While I busied about warming milk and getting her beverage ready, she settled in with a book, my book. If I was surprised I tried not to show it. She read aloud, chuckling at certain points. She would pause reading, ask me questions and continue. Her face brightened at names that were familiar and inside jokes embedded in the book that only our family will understand.
At one such pause, I talked to her about my Sankar Chithappa, a man I love and adore. He was the Santa Claus of my childhood, arriving at regular intervals with bags full of bar chocolate. He is the inspiration for the Chithappa in the book. As I explained this to her, she could not understand why I was so happy at the idea of having one whole bar of chocolate to myself. I went down a nostalgia rabbit-hole and came up for breath to notice that she had moved on, now reading from a different page. I shook myself off and continued with the rest of my kitchen chores.
When I set out to write “Why is my Hair Curly?” I had not accounted for how much seeing my child see herself in the book meant to me. It was my intention, a wish, a hope. It was one of those things I childishly aspired for without really thinking it might come true. Watching the familiarity and ease with which she consumed the setting, the characters, the endearments, the names for relatives in tamizh and related it back to how we are at home gave me all the feels.
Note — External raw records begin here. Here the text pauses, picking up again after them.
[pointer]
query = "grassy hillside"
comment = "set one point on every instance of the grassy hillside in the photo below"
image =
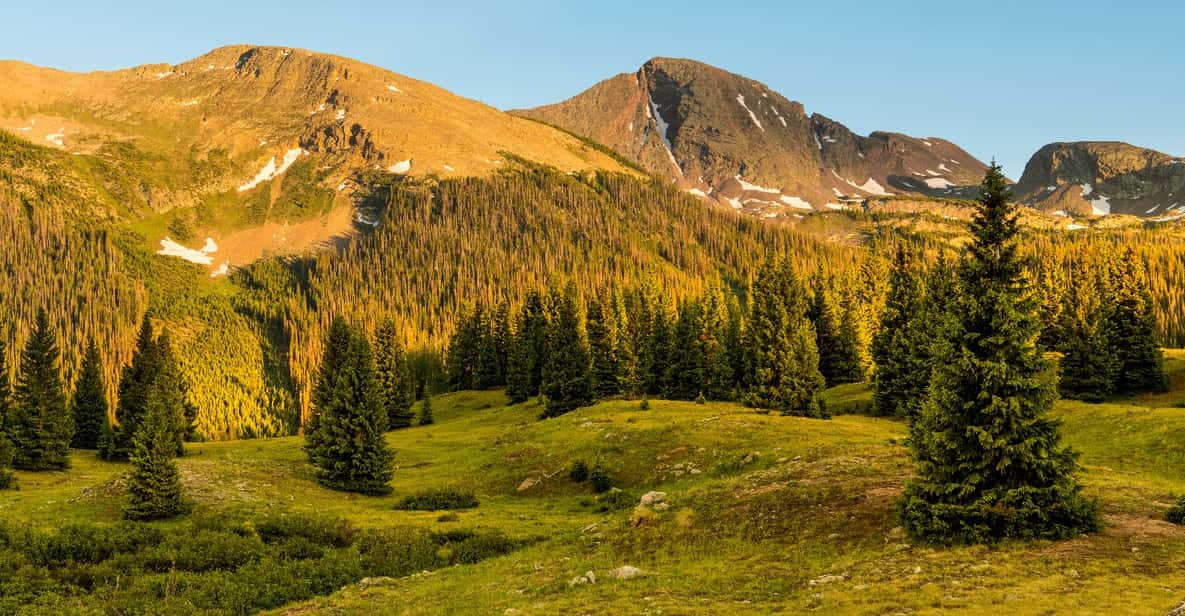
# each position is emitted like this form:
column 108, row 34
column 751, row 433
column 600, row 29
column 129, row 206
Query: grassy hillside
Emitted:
column 767, row 513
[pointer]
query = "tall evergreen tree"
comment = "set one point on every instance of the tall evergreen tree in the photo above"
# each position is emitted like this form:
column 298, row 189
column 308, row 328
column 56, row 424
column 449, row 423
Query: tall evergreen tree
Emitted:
column 990, row 461
column 40, row 425
column 392, row 377
column 135, row 380
column 6, row 450
column 1132, row 331
column 154, row 487
column 686, row 364
column 347, row 443
column 89, row 400
column 1089, row 363
column 567, row 378
column 783, row 359
column 602, row 329
column 902, row 347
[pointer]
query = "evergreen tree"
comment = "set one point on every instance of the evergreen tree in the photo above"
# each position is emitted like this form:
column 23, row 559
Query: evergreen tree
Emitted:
column 426, row 409
column 90, row 400
column 686, row 359
column 170, row 391
column 1132, row 331
column 154, row 487
column 135, row 380
column 40, row 425
column 6, row 450
column 902, row 346
column 567, row 378
column 1089, row 363
column 990, row 461
column 391, row 374
column 602, row 329
column 347, row 443
column 783, row 359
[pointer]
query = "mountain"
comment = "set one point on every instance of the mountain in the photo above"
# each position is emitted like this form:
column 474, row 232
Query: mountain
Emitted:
column 1094, row 178
column 206, row 138
column 731, row 139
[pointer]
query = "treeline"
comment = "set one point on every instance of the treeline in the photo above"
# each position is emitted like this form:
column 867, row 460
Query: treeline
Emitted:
column 773, row 346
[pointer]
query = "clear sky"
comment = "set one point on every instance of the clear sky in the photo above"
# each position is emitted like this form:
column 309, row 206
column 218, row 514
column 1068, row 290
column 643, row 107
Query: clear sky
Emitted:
column 1000, row 78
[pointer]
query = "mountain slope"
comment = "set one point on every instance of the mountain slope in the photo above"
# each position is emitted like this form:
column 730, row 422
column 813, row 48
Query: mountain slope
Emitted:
column 1105, row 177
column 734, row 139
column 206, row 138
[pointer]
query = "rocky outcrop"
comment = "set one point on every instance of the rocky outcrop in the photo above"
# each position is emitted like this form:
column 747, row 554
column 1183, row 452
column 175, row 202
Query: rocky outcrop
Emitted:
column 1095, row 178
column 732, row 140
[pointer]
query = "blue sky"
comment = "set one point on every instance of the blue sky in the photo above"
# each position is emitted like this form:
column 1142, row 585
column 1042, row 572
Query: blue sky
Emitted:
column 1000, row 78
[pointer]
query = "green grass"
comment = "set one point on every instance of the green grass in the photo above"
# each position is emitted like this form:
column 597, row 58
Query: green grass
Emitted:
column 760, row 507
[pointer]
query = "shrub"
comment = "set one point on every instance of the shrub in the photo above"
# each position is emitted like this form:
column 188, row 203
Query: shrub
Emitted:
column 1176, row 513
column 331, row 532
column 437, row 499
column 580, row 472
column 600, row 480
column 615, row 500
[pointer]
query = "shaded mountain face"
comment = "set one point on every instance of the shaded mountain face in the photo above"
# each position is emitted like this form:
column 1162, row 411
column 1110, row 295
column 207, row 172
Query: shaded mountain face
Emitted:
column 734, row 140
column 263, row 149
column 1095, row 178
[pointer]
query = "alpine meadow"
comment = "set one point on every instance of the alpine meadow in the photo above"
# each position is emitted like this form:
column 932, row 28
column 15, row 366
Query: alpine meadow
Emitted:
column 287, row 332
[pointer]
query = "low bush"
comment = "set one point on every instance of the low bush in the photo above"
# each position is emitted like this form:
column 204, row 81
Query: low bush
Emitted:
column 439, row 499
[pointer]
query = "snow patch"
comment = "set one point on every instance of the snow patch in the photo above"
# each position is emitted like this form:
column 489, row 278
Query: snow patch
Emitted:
column 751, row 115
column 755, row 187
column 794, row 201
column 270, row 171
column 202, row 257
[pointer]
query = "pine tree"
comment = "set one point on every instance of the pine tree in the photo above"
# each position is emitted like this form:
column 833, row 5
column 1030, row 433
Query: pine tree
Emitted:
column 347, row 443
column 901, row 348
column 170, row 391
column 40, row 425
column 90, row 400
column 602, row 329
column 1132, row 331
column 426, row 409
column 1089, row 363
column 990, row 461
column 567, row 378
column 783, row 359
column 135, row 380
column 154, row 487
column 391, row 373
column 6, row 450
column 686, row 360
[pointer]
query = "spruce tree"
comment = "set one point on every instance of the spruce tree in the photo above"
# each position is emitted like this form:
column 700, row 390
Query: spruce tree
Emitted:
column 40, row 425
column 347, row 443
column 135, row 380
column 426, row 409
column 1089, row 363
column 392, row 377
column 1132, row 331
column 602, row 329
column 89, row 400
column 686, row 358
column 901, row 348
column 154, row 486
column 6, row 450
column 567, row 377
column 783, row 360
column 990, row 461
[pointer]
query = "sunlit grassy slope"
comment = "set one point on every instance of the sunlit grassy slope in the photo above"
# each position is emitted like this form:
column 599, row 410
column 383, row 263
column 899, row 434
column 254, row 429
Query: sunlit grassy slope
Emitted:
column 768, row 514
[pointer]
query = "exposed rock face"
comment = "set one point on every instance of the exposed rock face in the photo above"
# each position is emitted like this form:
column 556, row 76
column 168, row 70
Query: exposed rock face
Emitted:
column 1093, row 178
column 734, row 140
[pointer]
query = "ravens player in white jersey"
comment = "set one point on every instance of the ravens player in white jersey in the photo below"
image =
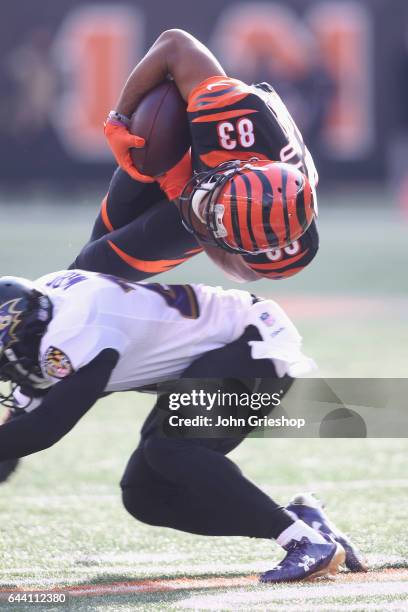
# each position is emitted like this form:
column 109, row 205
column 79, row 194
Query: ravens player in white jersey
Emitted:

I talk so much about children needing to see themselves in books. It is one of those things I talk about because it feels like it is right on paper and therefore it must be true. However, watching it in action is a privilege I hope I never take for granted. I wrote my book for children like mine, yet watching my child consume words that will be part of her lexicon and a reference point like many other books she reads is quite something.
Writing for children is an onerous responsibility. Words we string together not just inform, they shape and mold lives, open portals to lands hitherto unknown. They help shape views, foster empathy with people and places not quite like what we know. More than anything, books give children the permission to dream about things they can do, in their head. for now, until they are grown and find it natural to do the things they have seen characters that reflected them do in books. (I realize that is one hell of a run on sentence.)
All this to say, give children the gift of seeing themselves. It takes effort but it is ever so worth it. I am one happy mom and woman right now.